California gubernatorial hopeful Eric Swalwell once penned a graphic, sex-charged college poem boasting of lovers “kissing till veins imploded and exploded” — with “blood rolled down our chins,” according to a report.
The Democrat, now running for governor, wrote the eyebrow-raising piece when he was a 19-year-old student enrolled at Campbell University, where he contributed to the literary magazine “The Lyricist” and also penned a column for the student newspaper, according to Daily Mail.
The poem, titled “Hungover From Burgundy,” describes two partners meeting atop a hotel before having “formless and magnificent” sex in a “flurry of limbs and nails,” with the narrator appearing to relish being bitten.
“While I screamed / She bent her lips to mine,” the passage reads, adding the pair kept kissing “till veins imploded and exploded … For bounded mouths cannot speak of parting.”
“And there beauty was, formless and magnificent — a flurry of limbs and nails. She chased and I ran, I chased and she ran,” Swalwell wrote in the poem.

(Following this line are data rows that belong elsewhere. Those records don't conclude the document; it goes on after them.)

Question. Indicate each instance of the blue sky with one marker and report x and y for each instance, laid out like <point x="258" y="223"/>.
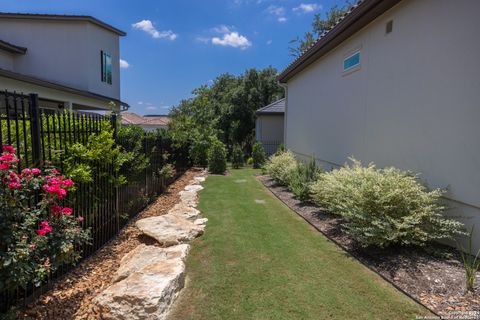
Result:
<point x="174" y="46"/>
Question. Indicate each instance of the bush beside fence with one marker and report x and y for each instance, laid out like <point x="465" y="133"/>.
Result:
<point x="45" y="137"/>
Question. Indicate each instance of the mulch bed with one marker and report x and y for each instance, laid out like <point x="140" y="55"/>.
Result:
<point x="71" y="295"/>
<point x="434" y="276"/>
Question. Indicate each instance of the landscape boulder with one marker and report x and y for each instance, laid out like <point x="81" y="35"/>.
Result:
<point x="184" y="211"/>
<point x="143" y="256"/>
<point x="169" y="229"/>
<point x="189" y="198"/>
<point x="146" y="294"/>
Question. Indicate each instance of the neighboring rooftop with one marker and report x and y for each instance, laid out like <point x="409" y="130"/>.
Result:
<point x="277" y="107"/>
<point x="57" y="86"/>
<point x="6" y="46"/>
<point x="61" y="17"/>
<point x="149" y="120"/>
<point x="359" y="15"/>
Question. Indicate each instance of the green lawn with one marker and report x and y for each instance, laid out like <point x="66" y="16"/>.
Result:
<point x="259" y="260"/>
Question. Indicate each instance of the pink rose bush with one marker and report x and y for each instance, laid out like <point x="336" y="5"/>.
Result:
<point x="38" y="233"/>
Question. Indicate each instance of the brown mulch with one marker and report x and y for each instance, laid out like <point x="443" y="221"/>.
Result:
<point x="71" y="295"/>
<point x="434" y="275"/>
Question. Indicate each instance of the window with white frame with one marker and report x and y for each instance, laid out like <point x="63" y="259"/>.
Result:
<point x="106" y="60"/>
<point x="351" y="62"/>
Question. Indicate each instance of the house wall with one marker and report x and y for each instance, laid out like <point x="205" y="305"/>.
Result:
<point x="64" y="52"/>
<point x="269" y="130"/>
<point x="6" y="60"/>
<point x="414" y="103"/>
<point x="78" y="101"/>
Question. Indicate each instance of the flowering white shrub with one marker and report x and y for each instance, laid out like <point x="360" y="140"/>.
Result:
<point x="281" y="167"/>
<point x="383" y="207"/>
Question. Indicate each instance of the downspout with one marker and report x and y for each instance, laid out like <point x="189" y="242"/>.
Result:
<point x="285" y="87"/>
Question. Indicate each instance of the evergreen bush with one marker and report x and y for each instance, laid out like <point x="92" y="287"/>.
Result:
<point x="217" y="157"/>
<point x="237" y="157"/>
<point x="258" y="155"/>
<point x="384" y="207"/>
<point x="302" y="178"/>
<point x="281" y="167"/>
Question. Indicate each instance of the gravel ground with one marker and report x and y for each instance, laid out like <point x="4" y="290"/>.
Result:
<point x="71" y="295"/>
<point x="435" y="277"/>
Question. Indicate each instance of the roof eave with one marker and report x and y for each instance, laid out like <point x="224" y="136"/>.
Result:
<point x="63" y="18"/>
<point x="12" y="48"/>
<point x="56" y="86"/>
<point x="362" y="15"/>
<point x="264" y="113"/>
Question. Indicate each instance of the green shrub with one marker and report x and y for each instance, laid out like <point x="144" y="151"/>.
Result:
<point x="198" y="152"/>
<point x="280" y="149"/>
<point x="281" y="167"/>
<point x="302" y="178"/>
<point x="471" y="262"/>
<point x="237" y="157"/>
<point x="217" y="158"/>
<point x="383" y="207"/>
<point x="258" y="155"/>
<point x="167" y="171"/>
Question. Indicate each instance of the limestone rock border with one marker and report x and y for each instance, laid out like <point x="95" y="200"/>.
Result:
<point x="150" y="278"/>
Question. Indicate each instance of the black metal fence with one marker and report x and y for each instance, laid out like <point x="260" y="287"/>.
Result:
<point x="43" y="136"/>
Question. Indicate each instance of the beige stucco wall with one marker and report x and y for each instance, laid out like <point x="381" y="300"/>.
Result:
<point x="414" y="103"/>
<point x="64" y="52"/>
<point x="269" y="128"/>
<point x="6" y="60"/>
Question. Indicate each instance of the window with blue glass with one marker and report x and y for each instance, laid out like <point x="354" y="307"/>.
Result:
<point x="351" y="61"/>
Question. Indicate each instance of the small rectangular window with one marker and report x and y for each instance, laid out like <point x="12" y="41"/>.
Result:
<point x="389" y="27"/>
<point x="351" y="61"/>
<point x="106" y="62"/>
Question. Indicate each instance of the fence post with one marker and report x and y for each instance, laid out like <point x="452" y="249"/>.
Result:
<point x="113" y="123"/>
<point x="35" y="123"/>
<point x="146" y="169"/>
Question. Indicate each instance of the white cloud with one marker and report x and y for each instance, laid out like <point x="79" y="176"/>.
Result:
<point x="278" y="12"/>
<point x="147" y="26"/>
<point x="275" y="10"/>
<point x="307" y="7"/>
<point x="232" y="39"/>
<point x="223" y="29"/>
<point x="124" y="64"/>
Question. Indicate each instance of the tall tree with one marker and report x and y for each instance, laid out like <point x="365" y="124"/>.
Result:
<point x="226" y="109"/>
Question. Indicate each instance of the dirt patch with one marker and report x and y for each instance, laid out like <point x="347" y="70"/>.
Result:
<point x="71" y="295"/>
<point x="434" y="275"/>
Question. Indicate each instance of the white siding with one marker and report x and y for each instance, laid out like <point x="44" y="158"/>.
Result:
<point x="414" y="103"/>
<point x="66" y="52"/>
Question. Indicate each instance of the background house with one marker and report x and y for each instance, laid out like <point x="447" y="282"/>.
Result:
<point x="148" y="122"/>
<point x="396" y="83"/>
<point x="70" y="61"/>
<point x="269" y="126"/>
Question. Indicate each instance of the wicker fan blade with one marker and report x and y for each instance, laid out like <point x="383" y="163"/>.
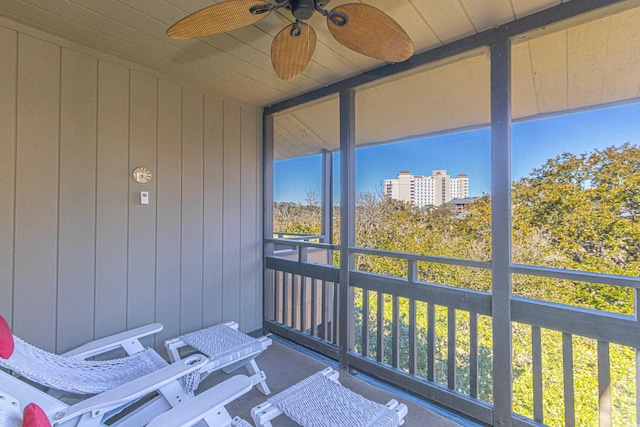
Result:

“Atop my hotel she stopped, and I lept for cloth and tan, my anxious arm she bit — my scar is beautiful.”
Swalwell continued: “While I screamed, she bent her lips to mine. Kissing till veins imploded and exploded, till blood rolled down our chins, for bounded mouths cannot speak of parting.”
“In the morning, I awoke beside beauty’s shadow — her form sloppy and her legs pale. My scar lost, my lips cracked and dry. And we groaned simultaneously.”
A spokesman brushed off the decades-old writing as youthful embarrassment in a statement to the Daily Mail, joking: “If you think Eric’s poetry at 18 was bad, you should see his diary entries from when he was 12.”
As a college sophomore, Swalwell also penned commentary that critics say expressed sympathy for convicted “cop killers,” including Mumia Abu-Jamal and Leonard Peltier — two of the most controversial criminal cases of the past half-century, according to the Daily Mail.
Abu-Jamal was convicted in the 1981 murder of a Philadelphia police officer, while Peltier was found guilty in the 1975 killing of two FBI agents. Both cases have long drawn support from activists who argue they were politically prosecuted — but remain lightning rods in law enforcement circles.
The writings are now resurfacing as Swalwell, a former prosecutor who once led a hate crimes unit, seeks the governor’s mansion — prompting opponents to question how his youthful rhetoric squares with his later role in the criminal justice system.
Swalwell’s college writings aren’t the only controversy shadowing his bid for higher office.
Between 2011 and 2015, Swalwell had contact with Christine Fang — also known as Fang Fang — a woman later identified by US intelligence officials as a suspected Chinese operative who cultivated relationships with local and national politicians.
Fang helped raise funds for Swalwell’s 2014 re-election campaign and assisted in placing an intern in his congressional office, according to reporting at the time.
In 2015, federal investigators gave Swalwell a defensive briefing about Fang’s suspected ties to China’s Ministry of State Security, after which he cut off contact with her.
Swalwell was not accused of wrongdoing, and a House Ethics Committee investigation concluded in 2023 without taking action, though he was later removed from the House Intelligence Committee by then-Speaker Kevin McCarthy, who cited national security concerns.
The Post has sought comment from Swalwell.